25 mcr p15, 0, r0, c7, c7, 0 /* flush v3/v4 cache */

So what we are looking for should be

CRn Op1 CRm Op2 Register or operation

c7 0 c7 0 Invalidate Both Caches

This line actually contains the information we want to know about the coprocessor operation. If you want to learn more, click the link at the end of the line.

Here is an excerpt of c7's function

The purpose of c7 is to:

control these operations:

clean and invalidate instruction and data caches, including range operations

prefetch instruction cache line

Flush Prefetch Buffer

flush branch target address cache

virtual to physical address translation.

implement the Data Synchronization Barrier (DSB) operation

implement the Data Memory Barrier (DMB) operation

implement the Wait For Interrupt clock control function.

Those who can read English should understand

Line 25 means clearing and disabling the instruction and data caches, which has the same meaning as the comments below.

Line 26 means disabling TLB.

31 mrc p15, 0, r0, c1, c0, 0

//Read Control Register configuration data

49 mcr p15, 0, r0, c1, c0, 0

//Write Control Register configuration data

59 mcr p15,0,r0,c15,c2,4

//Peripheral Port Memory Remap

From now on, in the code segment, the implementation of each assembly instruction will not be explained in detail, but will be explained by module.

However, some difficult points will still be analyzed in detail.

2. Code running before SDRAM initialization

To understand how the code runs, you first need to understand ARM's on-chip memory system.

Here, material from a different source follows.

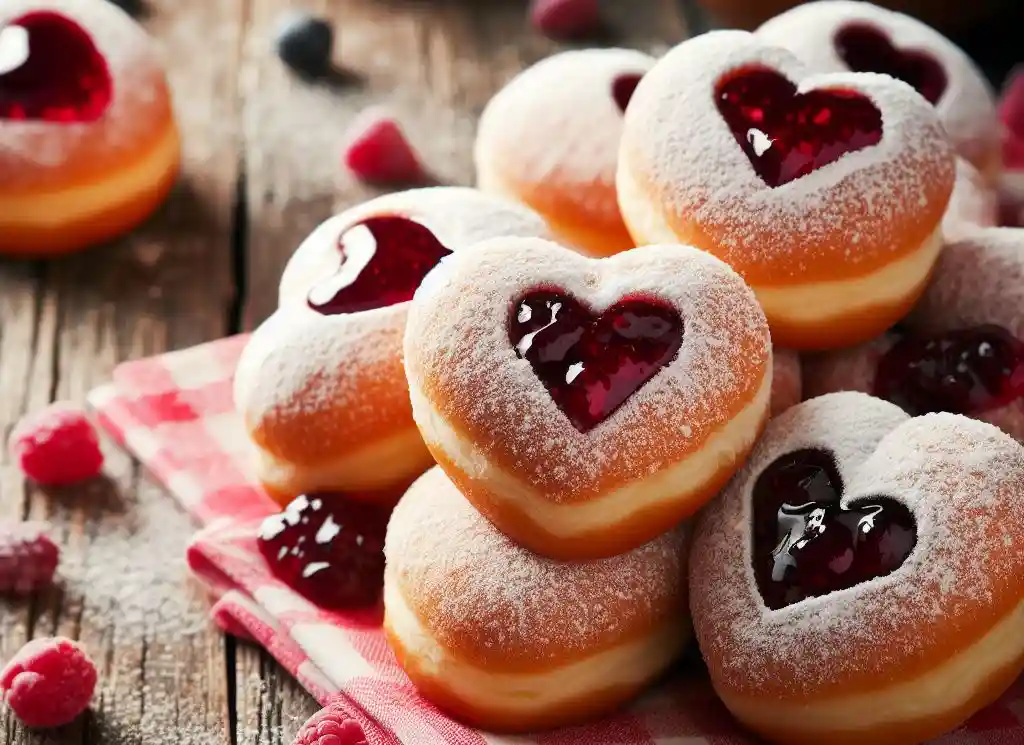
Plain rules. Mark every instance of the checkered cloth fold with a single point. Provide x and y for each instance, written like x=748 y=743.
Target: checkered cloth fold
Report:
x=174 y=413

Here we use the XIP (eXecute In Place) standard to distinguish:

Support XIP: NOR flash, mDDR (mobile DDR);

XIP is not supported: NAND flash.

In terms of speed, NOR flash > mDDR > NAND flash.

Knowing this, let's contact the development board to break it down:

NOR flash is used as internal execution memory and is responsible for the initialization code execution of the system (such as start.o);

mDDR is the conventional memory, namely SDRAM, which is the main operating environment of the code;

As a storage device, NAND flash can be regarded as the hard disk on our PC.

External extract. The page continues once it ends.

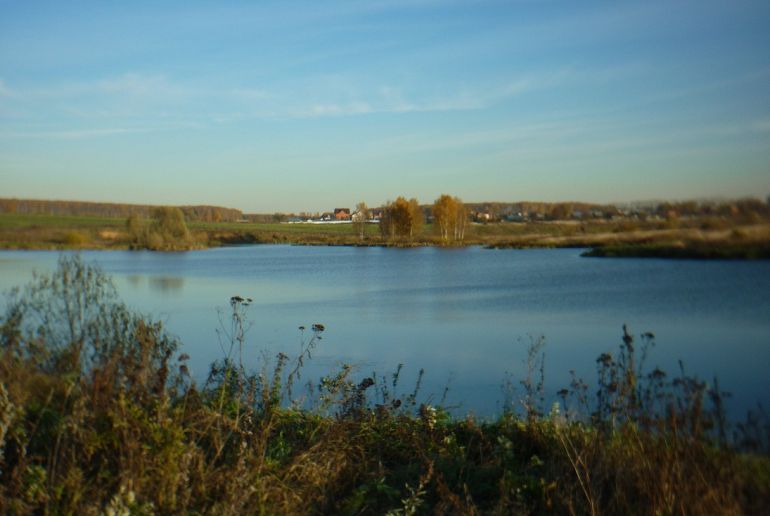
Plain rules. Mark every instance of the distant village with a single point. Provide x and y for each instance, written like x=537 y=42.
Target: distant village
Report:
x=481 y=213
x=521 y=212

It is easy to understand here, SDRAM is initialized in lowlevel_init, before SDRAM is initialized, the code is executed in NOR flash.

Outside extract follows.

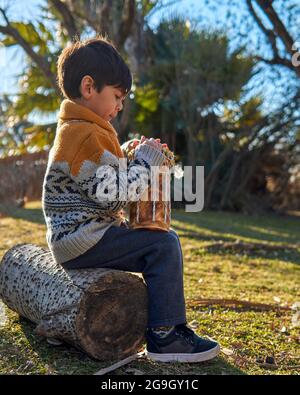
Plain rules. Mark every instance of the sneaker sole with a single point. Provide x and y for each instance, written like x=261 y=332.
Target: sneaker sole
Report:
x=197 y=357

Next, let's solve the problem of initialization order left just now:

40 ldr r2, _TEXT_PHY_BASE

In this sentence, what exactly does _TEXT_PHY_BASE store?

Let's disassemble it first.

arm-linux-objdump -D -S -t start.o

//Add -t to see the location of the code segment

00000044 <_TEXT_PHY_BASE>:

44: 57e00000 .word 0x57e00000

...

ldr r2, _TEXT_PHY_BASE

8c: e51f2050 ldr r2, [pc, #-80] ; 44 <_TEXT_PHY_BASE>

Obviously, the _TEXT_PHY_BASE here is 0x57e00000!

But let's think about it, lowlevel_init is still behind, SDRAM has not been initialized!

So we cannot call this address, but we can clearly see it here.

What you see with your eyes is not necessarily true.

Here we introduce a new concept to explain this problem: running address independence.

First, the place of reference:

http://blog.sina.com.cn/s/blog_4a9fb5cf01008d8u.html~type=v5_one&label=rela_nextarticle

Just read the last part.

As running code, whether it is the bootloader or kernel initialization code, there will always be a period of weakness: the code is too long and the space is too short.

In uboot, it is before SDRAM initialization, and in kernel, it is before MMU enabling.

During this weak period, the addressing space of the code is very limited, and the predetermined location during the compilation process may cause addressing errors.

Therefore, the need for address independence arises, which is mainly manifested in the need to limit the addressing range of this code to our NOR flash and not disrupt code execution.

At this point, let's understand the essence of 0x57e00000 here

00000044 <_TEXT_PHY_BASE>:

44: 57e00000 .word 0x57e00000

...

ldr r2, _TEXT_PHY_BASE

8c: e51f2050 ldr r2, [pc, #-80] ; 44 <_TEXT_PHY_BASE>

If our SDRAM is enabled, then this address is actually the starting address where uboot.bin is placed.

However, at this time, uboot.bin is placed in NOR flash, so the starting point should be 0x00000000.

Following this logic, the result is correct. The execution of that section of code is "optional", which is why many people choose to delete it when modifying the code.